Durante as comemorações dos 98 anos da Instauração
da República nos Paços do Conselho, Cavaco Silva
traçou um quadro "real" das dificuldades que os
portugueses enfrentam no dia-a-dia. Falou das
famílias que lutam para pagar os empréstimos à
habitação, dos idosos cuja reforma mal chega para as
despesas básicas, daqueles que perderam o seu
trabalho, de novas formas de pobreza e exclusão
social.
"O que é vivido pelos cidadãos não pode ser iludido
pelos agentes políticos. Quando a realidade se impõe
como uma evidência, não há forma de a contornar",
defendeu, numa crítica subtil à política de
propaganda do actual Governo.
O presidente lembra que Portugal " tem registado
fracos índices de crescimento económico",
afastando-se "dos níveis de prosperidade e bem-estar
dos parceiros europeus". E que continua a braços com
"a insustentável tendência de endividamento externo"

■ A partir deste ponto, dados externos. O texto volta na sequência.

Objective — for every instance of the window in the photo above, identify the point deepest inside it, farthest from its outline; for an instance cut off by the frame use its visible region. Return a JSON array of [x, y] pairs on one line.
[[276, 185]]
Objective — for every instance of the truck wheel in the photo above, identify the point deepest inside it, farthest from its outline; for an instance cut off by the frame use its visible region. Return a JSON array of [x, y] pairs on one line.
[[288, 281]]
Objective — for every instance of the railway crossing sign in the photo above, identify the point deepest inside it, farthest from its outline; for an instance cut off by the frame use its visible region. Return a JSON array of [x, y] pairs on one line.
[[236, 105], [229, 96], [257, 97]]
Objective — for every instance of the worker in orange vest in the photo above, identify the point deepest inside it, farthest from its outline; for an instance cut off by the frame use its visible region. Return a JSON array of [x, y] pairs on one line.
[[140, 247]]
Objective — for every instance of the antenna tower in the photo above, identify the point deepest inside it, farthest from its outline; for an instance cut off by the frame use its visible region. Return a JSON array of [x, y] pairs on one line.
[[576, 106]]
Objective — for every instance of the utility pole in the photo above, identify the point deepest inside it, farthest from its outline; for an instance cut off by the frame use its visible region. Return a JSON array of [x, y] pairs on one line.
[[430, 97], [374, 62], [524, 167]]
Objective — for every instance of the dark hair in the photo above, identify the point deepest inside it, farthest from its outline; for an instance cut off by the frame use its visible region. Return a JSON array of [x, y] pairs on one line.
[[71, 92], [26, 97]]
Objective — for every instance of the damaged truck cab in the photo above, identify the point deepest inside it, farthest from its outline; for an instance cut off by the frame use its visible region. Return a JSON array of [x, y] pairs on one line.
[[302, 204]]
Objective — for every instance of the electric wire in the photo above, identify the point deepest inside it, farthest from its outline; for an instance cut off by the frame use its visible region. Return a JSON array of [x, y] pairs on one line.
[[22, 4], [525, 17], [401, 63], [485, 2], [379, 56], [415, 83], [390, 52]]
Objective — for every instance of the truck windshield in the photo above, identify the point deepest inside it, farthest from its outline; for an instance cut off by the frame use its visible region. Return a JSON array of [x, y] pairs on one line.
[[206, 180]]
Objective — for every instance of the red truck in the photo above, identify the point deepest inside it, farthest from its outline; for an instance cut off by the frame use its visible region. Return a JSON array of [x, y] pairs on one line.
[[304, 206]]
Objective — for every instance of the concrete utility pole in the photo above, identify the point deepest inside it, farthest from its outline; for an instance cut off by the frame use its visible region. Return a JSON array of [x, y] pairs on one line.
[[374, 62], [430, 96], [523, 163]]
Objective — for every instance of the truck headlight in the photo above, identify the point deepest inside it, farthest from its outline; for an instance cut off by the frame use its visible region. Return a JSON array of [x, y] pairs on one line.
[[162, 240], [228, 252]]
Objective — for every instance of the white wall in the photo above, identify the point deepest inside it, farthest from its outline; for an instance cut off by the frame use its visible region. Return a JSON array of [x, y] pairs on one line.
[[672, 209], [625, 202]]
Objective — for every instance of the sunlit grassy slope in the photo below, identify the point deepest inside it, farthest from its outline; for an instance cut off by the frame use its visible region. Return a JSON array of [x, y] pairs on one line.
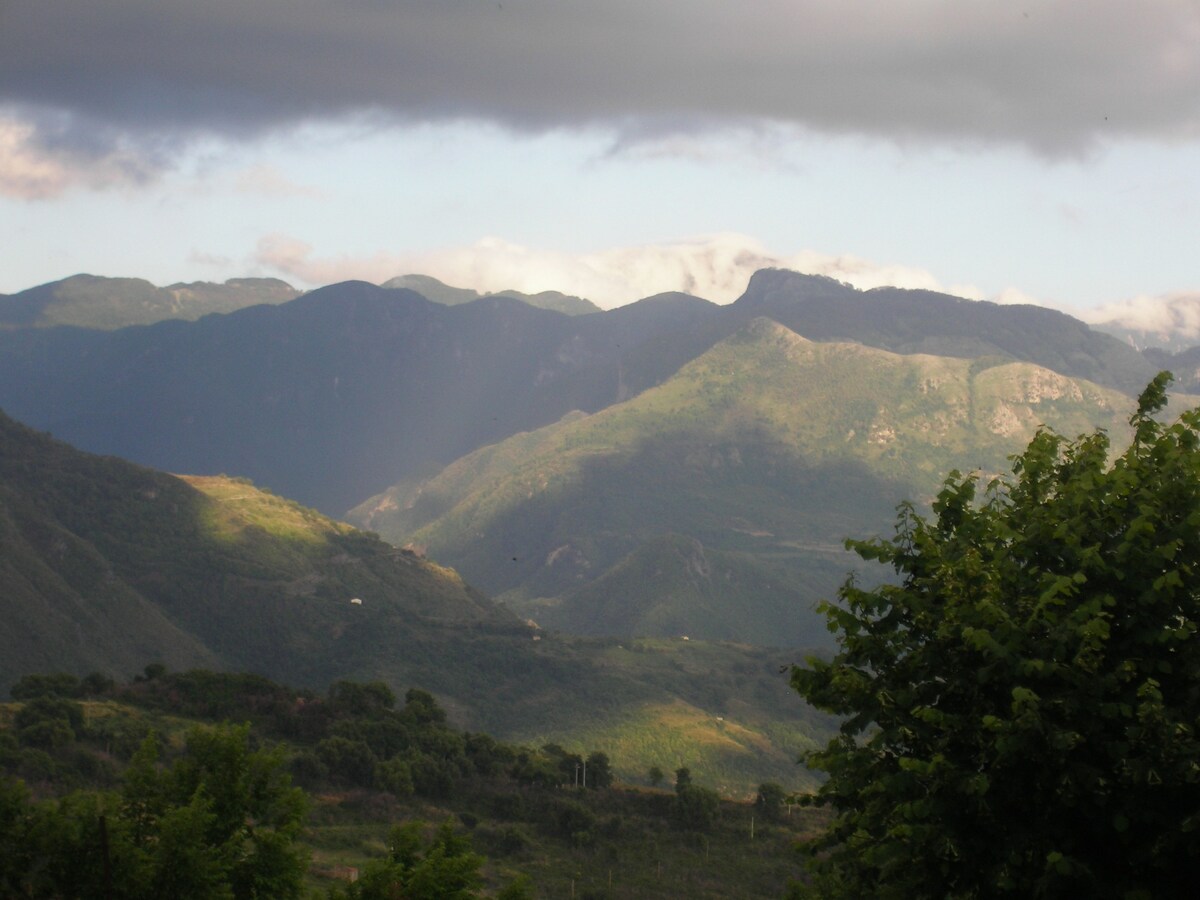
[[717, 503], [107, 567]]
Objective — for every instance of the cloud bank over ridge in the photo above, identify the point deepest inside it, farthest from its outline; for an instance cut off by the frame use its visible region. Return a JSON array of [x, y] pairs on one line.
[[713, 267]]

e marcado por profundas disparidades regionais,
enfrentando agora uma situação internacional pouco
favorável.
E deixou claras o conjunto de prioridades que quer
ver na agenda política: regressar ao caminho da
convergência real com o desenvolvimento médio da EU,
a redução do desemprego, a competitividade
empresarial e sobretudo a necessidade de uma aposta
contínua na educação e na qualificação.
Apelo contra o desânimo
Cavaco Silva sublinhou ontem a "confiança que tem no
comum dos portugueses", deixando o apelo para que se
mobilizem e não baixem os braços perante as
dificuldades. "Somos capazes de vencer quando os
desafios são maiores. Não se deixam vencer pelo
pessimismo ou pelo desânimo", apelou.
Imune às críticas, o primeiro-ministro, José
Sócrates, sublinhava, no final da cerimónia nos
Paços do Concelho, a "consonância perfeita" entre o
discurso do Presidente da República e o Governo,
sobretudo no apelo à mobilização dos portugueses
para enfrentarem as dificuldades.
"Gostei muito do discurso do senhor Presidente da
República, em particular do apelo que fez à
mobilização dos portugueses para terem energia e
ambição no sentido de que sejam enfrentadas as
dificuldades", afirmou Sócrates. "Como aliás tenho
sempre dito. As dificuldades do presente resolvem-se
com acção, com vontade e com ambição e não com um
baixar de braços."
Já às prioridades de actuação política defendidas
por Cavaco Silva, o primeiro-ministro responde com a
estabilidade das contas públicas e as medidas
sociais tomadas pelo Governo. "Há três anos atrás
Portugal tinha uma gravíssima situação financeira,
mas agora já não temos esse problema. Portugal tem
as contas públicas em ordem e isso é um património
do país que devemos sublinhar e manter", defendeu. E
optou por sublinhar os resultados "muito
importantes" das medidas tomadas pelo Governo no
combate à pobreza.
"Nestes últimos três anos, saíram da pobreza mais de
130 mil idosos. O Governo não só fez como está a
fazer tudo para tirar mais pessoas da situação de
pobreza", reivindicou, enumerando medidas como o
complemento solidário para idosos, o aumento dos
abonos de família e o complemento pré-natal.